Super. 508, 513 (App. Div. 2007), certif. denied, 194 N.J. 444 (2008); State v. Rountree, 388 N.J. Super. 190, 206-7 (App. Div. 2006), certif. denied, 192 N.J. 66 (2007). Further, in a United States Supreme Court case decided the same day as Strickland, United States v. Cronic, 466 U.S. 648, 658, 104 S.Ct. 2039, 2046, 80 L.Ed. 2d 657, 667 (1984), the Court noted that when "[t]here are 'circumstances that are so likely to prejudice the accused that the cost of litigating their effect in a particular case is unjustified' a presumption of ineffectiveness is warranted." Fritz, supra, 105 N.J. at 53 (quoting Cronic, supra, 466 U.S. at 658, 104 S.Ct. at 2046, 80 L.Ed. 2d at 667). These circumstances, however, involve cases in which a defendant suffers a "complete denial of the right to counsel altogether, actual or constructive." Fritz, supra, 105 N.J. at 53. As the Court recently noted, this is an "exacting standard." Allegro, supra, 193 N.J. at 367. The errors must be so significant that the court's confidence in the result reached is undermined. Ibid., Castagna, supra, 187 N.J. at 315.

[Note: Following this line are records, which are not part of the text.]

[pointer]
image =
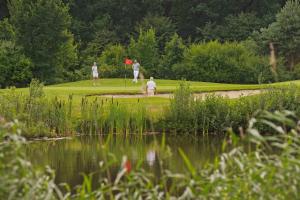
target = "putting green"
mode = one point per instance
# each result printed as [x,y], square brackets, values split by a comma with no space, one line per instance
[84,88]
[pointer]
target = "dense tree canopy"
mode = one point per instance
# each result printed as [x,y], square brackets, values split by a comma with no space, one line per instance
[62,38]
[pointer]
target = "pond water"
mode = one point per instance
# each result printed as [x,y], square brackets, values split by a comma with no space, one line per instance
[82,154]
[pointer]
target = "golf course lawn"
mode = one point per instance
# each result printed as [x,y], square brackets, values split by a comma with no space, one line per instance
[86,88]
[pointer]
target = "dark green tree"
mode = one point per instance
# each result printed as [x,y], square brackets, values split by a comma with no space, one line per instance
[163,26]
[7,31]
[284,33]
[42,29]
[15,67]
[173,54]
[145,50]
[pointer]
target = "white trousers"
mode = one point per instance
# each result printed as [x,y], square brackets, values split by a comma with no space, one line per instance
[150,92]
[135,75]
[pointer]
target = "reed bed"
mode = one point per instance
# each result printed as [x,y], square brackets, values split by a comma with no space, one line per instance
[53,117]
[235,174]
[215,114]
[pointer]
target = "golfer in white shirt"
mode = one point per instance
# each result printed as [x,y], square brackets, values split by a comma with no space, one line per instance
[136,68]
[151,87]
[95,72]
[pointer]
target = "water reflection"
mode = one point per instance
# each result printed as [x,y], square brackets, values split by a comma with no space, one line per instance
[83,154]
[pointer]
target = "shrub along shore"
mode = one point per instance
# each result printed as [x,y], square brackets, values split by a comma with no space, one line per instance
[52,117]
[235,174]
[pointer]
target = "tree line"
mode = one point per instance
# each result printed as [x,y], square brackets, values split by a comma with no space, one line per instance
[213,40]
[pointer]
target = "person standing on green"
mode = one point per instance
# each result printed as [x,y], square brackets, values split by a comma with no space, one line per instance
[136,68]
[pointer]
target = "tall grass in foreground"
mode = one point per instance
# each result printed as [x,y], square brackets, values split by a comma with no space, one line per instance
[39,115]
[108,116]
[216,113]
[236,174]
[42,116]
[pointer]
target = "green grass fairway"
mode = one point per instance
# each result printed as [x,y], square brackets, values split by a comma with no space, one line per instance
[84,88]
[117,86]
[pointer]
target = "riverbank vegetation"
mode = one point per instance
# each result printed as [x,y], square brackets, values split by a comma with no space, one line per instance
[52,116]
[237,173]
[172,40]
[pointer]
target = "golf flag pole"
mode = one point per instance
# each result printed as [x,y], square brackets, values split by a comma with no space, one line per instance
[127,62]
[125,74]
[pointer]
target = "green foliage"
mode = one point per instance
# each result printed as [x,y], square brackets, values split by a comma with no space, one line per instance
[234,28]
[256,172]
[215,113]
[285,32]
[173,54]
[6,30]
[216,62]
[145,50]
[163,26]
[15,67]
[18,178]
[42,29]
[112,61]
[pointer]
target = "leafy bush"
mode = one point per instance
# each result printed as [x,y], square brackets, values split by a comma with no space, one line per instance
[15,67]
[215,113]
[216,62]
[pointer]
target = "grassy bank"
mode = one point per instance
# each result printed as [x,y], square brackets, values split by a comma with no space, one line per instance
[117,86]
[42,114]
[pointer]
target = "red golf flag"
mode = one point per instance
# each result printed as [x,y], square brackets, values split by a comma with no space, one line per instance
[128,61]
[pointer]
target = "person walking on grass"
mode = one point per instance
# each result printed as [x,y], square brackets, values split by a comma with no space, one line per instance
[136,68]
[151,87]
[95,73]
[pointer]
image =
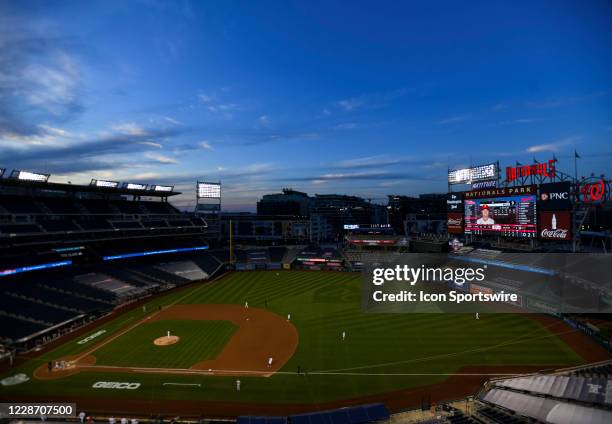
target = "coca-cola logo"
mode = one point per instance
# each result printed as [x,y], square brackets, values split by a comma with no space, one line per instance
[559,233]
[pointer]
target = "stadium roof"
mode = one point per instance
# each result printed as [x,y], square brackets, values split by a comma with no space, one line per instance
[74,188]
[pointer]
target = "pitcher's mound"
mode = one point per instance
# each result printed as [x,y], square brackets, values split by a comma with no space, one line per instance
[166,340]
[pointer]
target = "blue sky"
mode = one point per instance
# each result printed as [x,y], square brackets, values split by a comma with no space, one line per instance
[365,98]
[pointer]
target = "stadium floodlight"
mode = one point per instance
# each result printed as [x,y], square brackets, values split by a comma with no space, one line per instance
[209,190]
[29,176]
[162,188]
[133,186]
[104,183]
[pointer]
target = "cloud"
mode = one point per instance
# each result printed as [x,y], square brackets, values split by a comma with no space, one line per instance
[554,146]
[172,120]
[371,161]
[206,145]
[370,100]
[206,98]
[346,126]
[151,144]
[114,150]
[129,128]
[40,78]
[350,104]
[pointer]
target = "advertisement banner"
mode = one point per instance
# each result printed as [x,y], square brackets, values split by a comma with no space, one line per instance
[454,223]
[454,202]
[556,225]
[484,184]
[555,197]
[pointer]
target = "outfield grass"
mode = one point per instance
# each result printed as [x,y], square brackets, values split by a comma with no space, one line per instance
[382,352]
[199,340]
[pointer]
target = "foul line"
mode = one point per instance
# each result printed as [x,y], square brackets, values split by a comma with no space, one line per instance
[182,384]
[128,329]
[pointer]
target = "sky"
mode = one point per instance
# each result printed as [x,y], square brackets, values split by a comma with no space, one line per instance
[354,97]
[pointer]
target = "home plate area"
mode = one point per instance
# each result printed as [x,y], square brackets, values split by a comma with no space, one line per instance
[199,339]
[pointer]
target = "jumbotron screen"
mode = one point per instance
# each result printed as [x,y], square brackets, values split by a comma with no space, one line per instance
[511,216]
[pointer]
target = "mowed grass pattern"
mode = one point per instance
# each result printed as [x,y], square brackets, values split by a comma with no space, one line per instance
[323,305]
[382,352]
[199,340]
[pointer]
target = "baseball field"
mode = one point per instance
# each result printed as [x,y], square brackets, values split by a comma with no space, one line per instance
[184,351]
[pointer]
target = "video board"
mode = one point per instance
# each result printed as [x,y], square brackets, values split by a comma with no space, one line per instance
[473,174]
[507,214]
[209,190]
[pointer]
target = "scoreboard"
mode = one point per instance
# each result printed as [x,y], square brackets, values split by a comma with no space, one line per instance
[510,216]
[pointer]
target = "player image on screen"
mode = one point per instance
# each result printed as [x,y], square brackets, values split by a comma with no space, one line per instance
[512,216]
[485,218]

In sum, under the New Jersey Supreme Court's interpretation of Strickland and the New Jersey Constitution, "a criminal defendant is entitled to the assistance of reasonably competent counsel, and that if counsel's performance has been so deficient as to create a reasonable probability that these deficiencies materially contributed to defendant's conviction, the constitutional right will have been violated." Fritz, supra, 105 N.J. at 58.

Applying these tests here, we conclude that defendant cannot meet his burden under either prong. Counsel's conduct was neither unprofessional nor inappropriate; moreover, nothing counsel could have done would have changed the result on any of the issues raised by defendant.

As to defendant's last two arguments, we conclude that they are without merit. His assertion that his presentence report was incomplete because of lack of a complete interview with him is remarkable given defendant's refusal to be interviewed. Even though defendant later denied that to be the case, we are of the view that the judge did not err in moving forward with the sentence without the interview. Defendant was afforded the right of allocution and was given an opportunity to add any additional relevant information at the time of sentencing.

Finally, we conclude that defendant's arguments as to the sentence are without merit. The judge considered the relevant factors for sentencing and recognized that defendant had prior convictions for distribution of drugs within 1000 feet of a school zone. We perceive of no basis for our intervention.